Either way, as spur of the moment my approach to building the system was, I still followed a set of principles I gave myself. Especially later on, as I started the long and painful process of figuring out how this all might fit into a playable videogame.

The Inspiration:

These games either put me on this road to begin with, or helped me figure something out later down the line.

Spelunky

This is a bit of a stretch, because Spelunky’s platforming is much more deliberate, but it was with Spelunky where I first thought about how playing a videogame could be similar to playing a musical instrument. Spelunky gives you a set of moves and rules and then throws you into situations that force you to improvise with those.

Hagane

To be honest, this is mostly because of this specific speedrun of it that I watched in 2016/2017. I played it myself a bit later on and found it a bit cumbersome, but I still think that it looks incredible when played by someone who knows what they’re doing.

Castlevania: Aria of Sorrow (Julius Mode)
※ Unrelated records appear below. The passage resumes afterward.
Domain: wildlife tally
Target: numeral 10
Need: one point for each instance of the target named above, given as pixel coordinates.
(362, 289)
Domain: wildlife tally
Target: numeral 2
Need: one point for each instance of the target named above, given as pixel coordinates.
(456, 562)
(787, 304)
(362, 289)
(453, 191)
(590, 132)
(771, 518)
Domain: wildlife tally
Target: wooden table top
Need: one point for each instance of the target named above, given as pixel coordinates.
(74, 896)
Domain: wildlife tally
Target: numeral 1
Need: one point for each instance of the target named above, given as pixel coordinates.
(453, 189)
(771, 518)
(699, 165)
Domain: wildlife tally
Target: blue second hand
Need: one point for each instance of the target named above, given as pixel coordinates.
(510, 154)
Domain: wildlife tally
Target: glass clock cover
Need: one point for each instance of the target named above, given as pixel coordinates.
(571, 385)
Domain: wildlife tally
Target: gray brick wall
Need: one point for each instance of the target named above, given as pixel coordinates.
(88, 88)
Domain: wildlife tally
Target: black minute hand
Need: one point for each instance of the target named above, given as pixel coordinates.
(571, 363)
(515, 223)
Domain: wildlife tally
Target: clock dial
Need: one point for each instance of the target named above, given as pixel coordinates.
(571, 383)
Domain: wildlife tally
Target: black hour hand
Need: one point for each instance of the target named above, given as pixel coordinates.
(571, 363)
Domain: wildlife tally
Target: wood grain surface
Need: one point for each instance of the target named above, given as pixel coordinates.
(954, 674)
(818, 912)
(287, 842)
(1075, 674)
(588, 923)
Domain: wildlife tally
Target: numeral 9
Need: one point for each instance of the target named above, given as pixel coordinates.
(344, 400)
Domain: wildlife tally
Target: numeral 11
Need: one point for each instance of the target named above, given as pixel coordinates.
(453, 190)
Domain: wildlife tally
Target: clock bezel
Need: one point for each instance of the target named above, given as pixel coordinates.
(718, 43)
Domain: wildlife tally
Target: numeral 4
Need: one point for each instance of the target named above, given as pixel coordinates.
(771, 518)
In a way, Virtue’s Heaven is very much like this. Instead of playing a character that slowly gets more abilities as they go through the map, you play a character that can immediately do everything and just needs to get strong enough to beat the final boss. It also made me realise that I like those parts in Metroidvanias where you just clear the rest of the map, before you finish it.

Noitu Love 2: Devolution

Of all the games that I list here, this is probably what gets closest to Virtue’s Heaven just in terms of the raw spectacle of things. It controls very differently, but the sheer amount of explosiveness in it, as well the ease of movement is fairly similar. It was also one of the games I went to when I finally sat down to figure out how to make better boss fights for Virtue’s Heaven.

Celeste

Most of the movement system in Virtue’s Heaven already existed for a while when I played this game, but it still served as a good source for ideas on how to communicate motion visually.

The Intention:

As I said, most of the initial system was built without much thought aside from me wanting things to look “cool”. However, during the last few years, as I had to actually think about what I wanted this all to be, I had to develop some kind of guiding principles for it. Some of these existed for quite some time, while others I basically had to learn by first doing it wrong. A lot of the bigger differences between the 2022/23 version of Virtue’s Heaven and this final version, came from me realising very specific things which that older version didn’t do, and thus caused it to feel not quite right.
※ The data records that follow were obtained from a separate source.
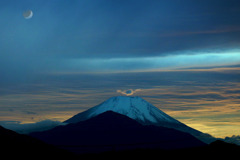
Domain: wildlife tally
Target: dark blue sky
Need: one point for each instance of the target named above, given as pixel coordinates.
(83, 36)
(93, 44)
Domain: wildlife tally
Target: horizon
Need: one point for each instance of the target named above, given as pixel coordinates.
(66, 57)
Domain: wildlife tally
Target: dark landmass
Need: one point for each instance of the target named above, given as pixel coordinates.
(111, 131)
(14, 145)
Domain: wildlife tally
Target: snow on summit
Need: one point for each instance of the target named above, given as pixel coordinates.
(133, 107)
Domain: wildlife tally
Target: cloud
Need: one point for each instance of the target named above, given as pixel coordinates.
(234, 139)
(30, 127)
(128, 92)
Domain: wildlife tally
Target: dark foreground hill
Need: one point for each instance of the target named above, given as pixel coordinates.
(111, 131)
(14, 145)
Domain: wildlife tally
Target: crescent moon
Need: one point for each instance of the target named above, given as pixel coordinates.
(28, 14)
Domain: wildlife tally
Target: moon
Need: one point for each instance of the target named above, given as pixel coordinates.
(27, 14)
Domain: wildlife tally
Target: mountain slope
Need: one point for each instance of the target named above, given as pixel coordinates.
(133, 107)
(141, 111)
(113, 131)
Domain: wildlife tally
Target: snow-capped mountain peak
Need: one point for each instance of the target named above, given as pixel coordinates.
(133, 107)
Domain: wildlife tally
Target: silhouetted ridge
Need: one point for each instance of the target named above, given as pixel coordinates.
(18, 146)
(111, 130)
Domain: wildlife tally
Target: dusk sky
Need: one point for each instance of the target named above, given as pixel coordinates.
(181, 56)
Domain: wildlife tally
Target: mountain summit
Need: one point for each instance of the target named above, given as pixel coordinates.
(133, 107)
(140, 110)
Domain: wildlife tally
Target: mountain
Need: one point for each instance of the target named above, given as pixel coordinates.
(110, 131)
(141, 111)
(14, 145)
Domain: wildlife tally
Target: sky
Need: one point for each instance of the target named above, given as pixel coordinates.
(181, 56)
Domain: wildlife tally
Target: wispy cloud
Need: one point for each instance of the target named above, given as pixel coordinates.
(128, 92)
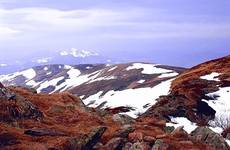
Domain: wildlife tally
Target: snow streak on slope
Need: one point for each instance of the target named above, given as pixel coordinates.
(28, 74)
(148, 68)
(221, 103)
(140, 99)
(118, 85)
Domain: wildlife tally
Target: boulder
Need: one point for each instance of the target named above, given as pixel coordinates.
(43, 132)
(160, 145)
(115, 144)
(124, 132)
(85, 142)
(140, 146)
(206, 135)
(123, 119)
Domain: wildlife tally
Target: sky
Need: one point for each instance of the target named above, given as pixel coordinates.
(178, 32)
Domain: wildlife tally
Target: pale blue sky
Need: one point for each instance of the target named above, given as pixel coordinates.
(174, 32)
Anyways, here are the main principles I tried to keep in mind while I made this game:

The Implementation:

Flowchart that shows the entire moveset of Virtue's Heaven and how they are connected/dependend on one another.

On a basic level, each move consists of three parts:

Most of the time, simpler moves only rely on one, or two of these things, whereas more complex actions need to fulfill very specific criteria in all three.
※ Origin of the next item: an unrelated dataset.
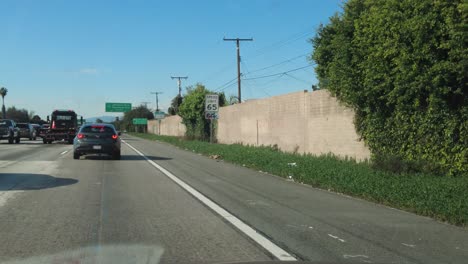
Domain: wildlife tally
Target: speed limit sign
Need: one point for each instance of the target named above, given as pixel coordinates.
(211, 103)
Because most moves have been built first and foremost around the idea of creating motion and spectacle, a lot of them have overlapping use cases. You can attack an enemy that’s right in front of you, either by punching them, sliding into them, performing a dash attack, or a charge attack. The outcome is mostly the same, in that the enemy takes damage, however what action you perform potentially changes what options you have after you’ve performed it.

This overlap and the variation in potential follow-up actions does create a large space for varied playstyles, depending on player experience, knowledge and preference, it also, when pushed to its limits, creates long sequences of free flowing spectacle.

Older Gif that shows the player in Virtue's Heaven continously moving through a long vertical section, repeatedly destroying enemies in her path.

Unintentional thematic connections

Sometimes you design a system and don’t realise how your particular approach also creates further, unintentional structures and thematic connections. This is especially true, when you build these systems without much advance planning.

Virtue’s Heaven is a violent game and as with all of my other violent games, I tried to frame the violence in a way where it's being used for a specific purpose. I mostly approached this from a narrative, world building and structural perspective, but I honestly also should’ve thought about the way the violence itself is delivered.

There are two things I only noticed fairly recently about the movement and combat in Virtue’s Heaven.

Especially that second point was something I tried to keep in mind as I was building towards the game’s final version. I wanted to find a good balance between this sense of desperation that causes someone to repeatedly throw their body into danger, while also admitting that there’s a sense of joy and beauty that comes with this type of struggle.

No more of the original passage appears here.